Alf Agar

Personal information
- Date of birth: 28 August 1904
- Place of birth: Esh Winning, County Durham, England
- Date of death: March 1989 (age 84)
- Place of death: Carlisle, Cumbria, England
- Height: 5 ft 8 in (1.73 m)
- Position: Outside right

Senior career*
- Years: Team / Apps / (Gls)
- –: Esh Winning
- –: Shildon
- –: West Stanley
- –: Dundee
- 1927–1928: Barrow / 31 / (7)
- 1928–1930: Carlisle United / 49 / (11)
- 1930–1932: Accrington Stanley / 73 / (27)
- 1932–1936: Oldham Athletic / 96 / (28)
- 1936–1937: York City / 24 / (4)
- 1937–1939: Scarborough /  / (42)

= Alf Agar =

English footballer

Alfred Agar (28 August 1904 – Mar 1989) was an English footballer.

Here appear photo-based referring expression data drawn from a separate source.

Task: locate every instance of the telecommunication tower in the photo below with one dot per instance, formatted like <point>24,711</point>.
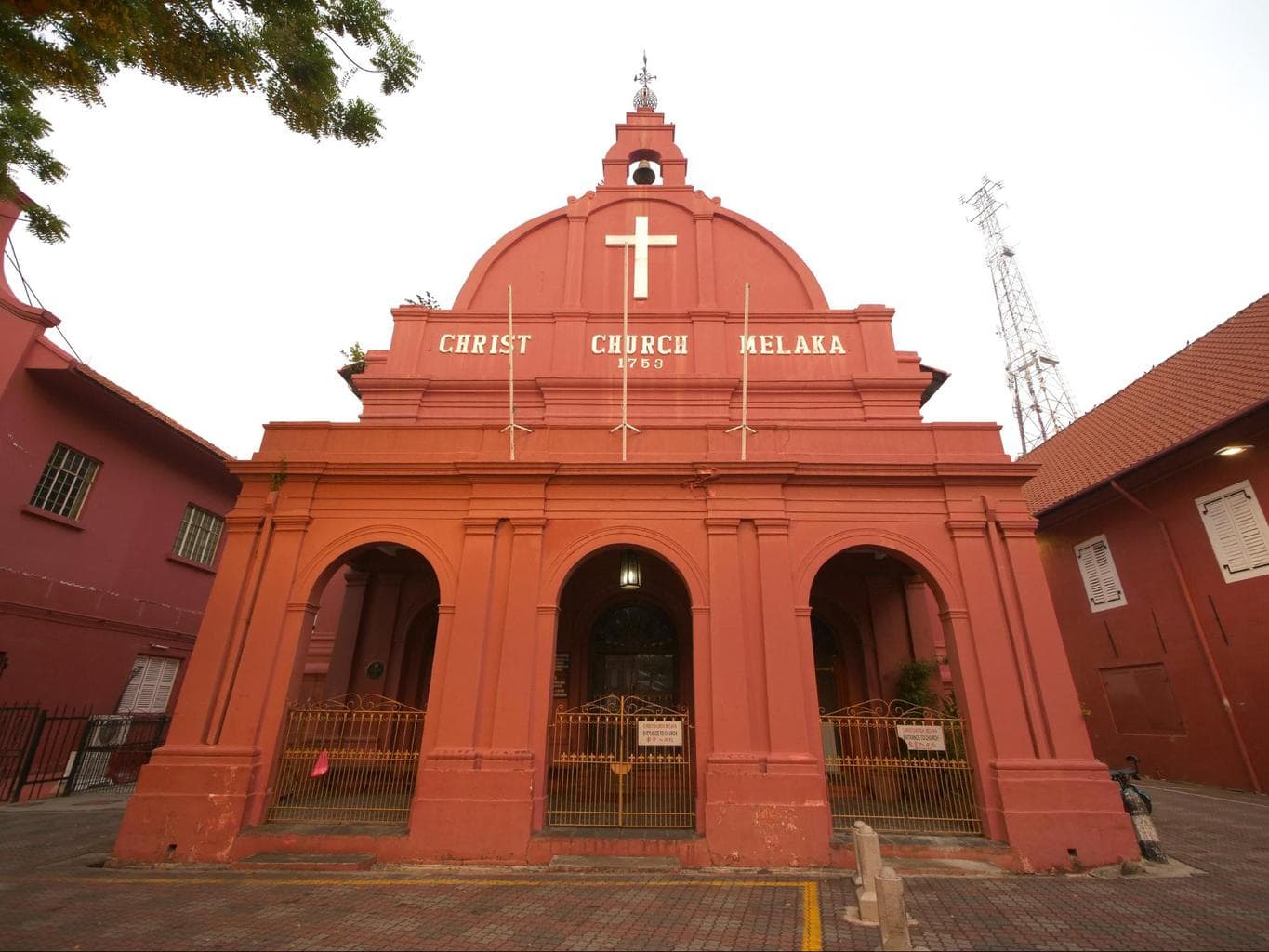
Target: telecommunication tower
<point>1042,402</point>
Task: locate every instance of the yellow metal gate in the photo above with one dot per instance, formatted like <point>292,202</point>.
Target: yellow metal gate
<point>900,770</point>
<point>348,760</point>
<point>621,761</point>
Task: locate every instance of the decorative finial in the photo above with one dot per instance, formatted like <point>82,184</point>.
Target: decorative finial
<point>645,98</point>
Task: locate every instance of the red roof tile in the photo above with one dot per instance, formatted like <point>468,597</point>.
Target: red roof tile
<point>1221,376</point>
<point>126,396</point>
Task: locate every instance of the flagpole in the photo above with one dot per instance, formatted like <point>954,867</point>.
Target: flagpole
<point>744,385</point>
<point>626,361</point>
<point>511,427</point>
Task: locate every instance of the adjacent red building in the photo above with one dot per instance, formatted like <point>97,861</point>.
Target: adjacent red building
<point>1153,532</point>
<point>111,518</point>
<point>643,536</point>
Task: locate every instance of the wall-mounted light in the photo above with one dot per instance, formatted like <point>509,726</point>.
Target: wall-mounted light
<point>631,575</point>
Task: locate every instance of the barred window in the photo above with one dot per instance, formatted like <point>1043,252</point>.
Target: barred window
<point>65,483</point>
<point>198,536</point>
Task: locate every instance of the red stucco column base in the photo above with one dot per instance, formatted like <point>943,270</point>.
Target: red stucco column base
<point>190,805</point>
<point>773,816</point>
<point>1051,808</point>
<point>472,809</point>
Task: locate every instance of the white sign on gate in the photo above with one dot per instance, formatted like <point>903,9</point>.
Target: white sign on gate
<point>921,736</point>
<point>660,734</point>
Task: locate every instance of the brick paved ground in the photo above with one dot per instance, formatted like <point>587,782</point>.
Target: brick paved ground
<point>52,896</point>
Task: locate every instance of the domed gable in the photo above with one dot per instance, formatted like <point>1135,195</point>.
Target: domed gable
<point>698,254</point>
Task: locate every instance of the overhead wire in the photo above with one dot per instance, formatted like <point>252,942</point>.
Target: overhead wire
<point>11,256</point>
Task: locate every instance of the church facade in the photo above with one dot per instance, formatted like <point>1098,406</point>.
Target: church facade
<point>640,535</point>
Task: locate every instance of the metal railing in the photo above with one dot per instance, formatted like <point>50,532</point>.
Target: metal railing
<point>113,750</point>
<point>621,761</point>
<point>66,750</point>
<point>348,760</point>
<point>900,770</point>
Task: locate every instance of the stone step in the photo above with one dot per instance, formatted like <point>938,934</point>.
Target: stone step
<point>935,866</point>
<point>308,862</point>
<point>615,864</point>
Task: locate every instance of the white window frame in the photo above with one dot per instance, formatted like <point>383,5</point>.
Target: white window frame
<point>1236,528</point>
<point>1101,577</point>
<point>150,684</point>
<point>65,483</point>
<point>198,536</point>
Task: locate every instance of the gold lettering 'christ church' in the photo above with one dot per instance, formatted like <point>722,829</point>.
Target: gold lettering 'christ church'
<point>802,344</point>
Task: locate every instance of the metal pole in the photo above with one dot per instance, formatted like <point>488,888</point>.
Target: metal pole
<point>744,385</point>
<point>625,358</point>
<point>511,427</point>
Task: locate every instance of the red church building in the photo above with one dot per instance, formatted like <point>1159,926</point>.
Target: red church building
<point>1153,531</point>
<point>110,528</point>
<point>642,536</point>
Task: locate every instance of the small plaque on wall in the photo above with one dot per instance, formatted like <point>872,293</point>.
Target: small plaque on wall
<point>562,676</point>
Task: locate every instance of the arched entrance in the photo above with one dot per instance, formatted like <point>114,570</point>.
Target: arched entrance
<point>354,729</point>
<point>619,739</point>
<point>893,743</point>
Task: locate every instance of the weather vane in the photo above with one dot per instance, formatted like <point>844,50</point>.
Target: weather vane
<point>645,98</point>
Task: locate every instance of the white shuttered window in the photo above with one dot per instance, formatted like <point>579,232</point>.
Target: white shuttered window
<point>150,684</point>
<point>1235,523</point>
<point>1101,577</point>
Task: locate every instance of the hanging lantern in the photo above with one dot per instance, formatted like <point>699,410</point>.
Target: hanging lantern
<point>631,575</point>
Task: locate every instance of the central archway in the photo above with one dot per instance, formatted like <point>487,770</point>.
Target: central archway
<point>619,737</point>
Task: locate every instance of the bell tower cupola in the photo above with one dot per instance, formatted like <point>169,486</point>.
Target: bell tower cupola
<point>645,143</point>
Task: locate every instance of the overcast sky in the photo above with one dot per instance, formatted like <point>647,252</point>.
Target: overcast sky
<point>218,263</point>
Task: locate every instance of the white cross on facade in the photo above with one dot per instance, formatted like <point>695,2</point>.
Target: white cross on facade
<point>641,242</point>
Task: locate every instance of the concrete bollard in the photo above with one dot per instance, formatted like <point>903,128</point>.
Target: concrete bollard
<point>1147,837</point>
<point>866,866</point>
<point>892,911</point>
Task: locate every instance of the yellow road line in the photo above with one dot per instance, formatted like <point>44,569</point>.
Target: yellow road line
<point>813,931</point>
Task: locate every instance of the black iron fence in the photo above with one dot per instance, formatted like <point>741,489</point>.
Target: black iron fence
<point>72,750</point>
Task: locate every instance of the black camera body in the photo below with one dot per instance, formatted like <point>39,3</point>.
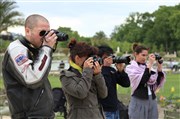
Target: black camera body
<point>123,59</point>
<point>100,60</point>
<point>158,58</point>
<point>61,36</point>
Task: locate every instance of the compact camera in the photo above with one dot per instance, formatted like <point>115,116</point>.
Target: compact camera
<point>158,58</point>
<point>100,60</point>
<point>122,59</point>
<point>61,36</point>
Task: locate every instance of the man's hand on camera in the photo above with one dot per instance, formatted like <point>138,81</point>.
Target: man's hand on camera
<point>96,68</point>
<point>120,67</point>
<point>88,63</point>
<point>108,61</point>
<point>50,39</point>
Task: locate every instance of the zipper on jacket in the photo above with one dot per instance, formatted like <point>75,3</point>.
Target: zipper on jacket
<point>42,91</point>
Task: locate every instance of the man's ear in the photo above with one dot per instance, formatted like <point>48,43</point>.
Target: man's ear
<point>76,58</point>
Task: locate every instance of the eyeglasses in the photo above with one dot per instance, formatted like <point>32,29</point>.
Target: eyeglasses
<point>42,33</point>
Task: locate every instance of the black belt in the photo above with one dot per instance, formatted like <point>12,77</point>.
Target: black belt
<point>23,115</point>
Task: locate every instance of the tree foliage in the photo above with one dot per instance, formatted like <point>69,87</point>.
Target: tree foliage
<point>159,30</point>
<point>8,16</point>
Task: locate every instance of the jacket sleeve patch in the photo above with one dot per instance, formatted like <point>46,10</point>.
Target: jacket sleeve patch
<point>43,62</point>
<point>21,59</point>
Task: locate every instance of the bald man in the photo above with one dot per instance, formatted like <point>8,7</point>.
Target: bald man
<point>26,65</point>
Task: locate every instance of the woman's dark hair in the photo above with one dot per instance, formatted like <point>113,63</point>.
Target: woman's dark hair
<point>139,48</point>
<point>81,49</point>
<point>104,49</point>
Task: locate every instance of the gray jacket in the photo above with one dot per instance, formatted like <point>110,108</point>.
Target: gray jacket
<point>25,72</point>
<point>82,93</point>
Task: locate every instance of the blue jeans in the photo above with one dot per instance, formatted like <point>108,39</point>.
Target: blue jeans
<point>112,115</point>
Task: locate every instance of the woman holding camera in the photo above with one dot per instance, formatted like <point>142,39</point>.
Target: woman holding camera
<point>83,83</point>
<point>144,83</point>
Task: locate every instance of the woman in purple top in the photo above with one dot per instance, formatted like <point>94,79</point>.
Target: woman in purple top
<point>144,82</point>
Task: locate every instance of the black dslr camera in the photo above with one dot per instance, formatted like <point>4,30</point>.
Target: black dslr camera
<point>100,60</point>
<point>158,58</point>
<point>123,59</point>
<point>61,36</point>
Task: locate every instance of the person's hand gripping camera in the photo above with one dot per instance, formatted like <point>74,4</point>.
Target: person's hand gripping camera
<point>93,64</point>
<point>50,39</point>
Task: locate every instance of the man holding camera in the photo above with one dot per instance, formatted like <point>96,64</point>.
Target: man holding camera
<point>25,69</point>
<point>112,77</point>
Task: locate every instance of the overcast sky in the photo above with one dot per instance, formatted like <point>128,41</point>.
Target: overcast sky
<point>87,16</point>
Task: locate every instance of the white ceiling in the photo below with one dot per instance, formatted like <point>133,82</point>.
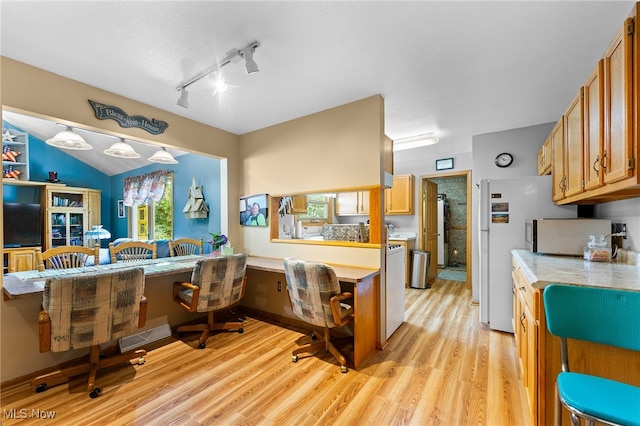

He played for Esh Winning, Shildon, West Stanley, Dundee, Barrow, Carlisle United, Accrington Stanley, Oldham Athletic, York City and Scarborough.

World War II ended his football career. He moved to Carlisle, where he got married and worked as a police officer, then at a power plant. He became a passionate supporter of his old club, Carlisle United, and was a special guest at their 60th anniversary match.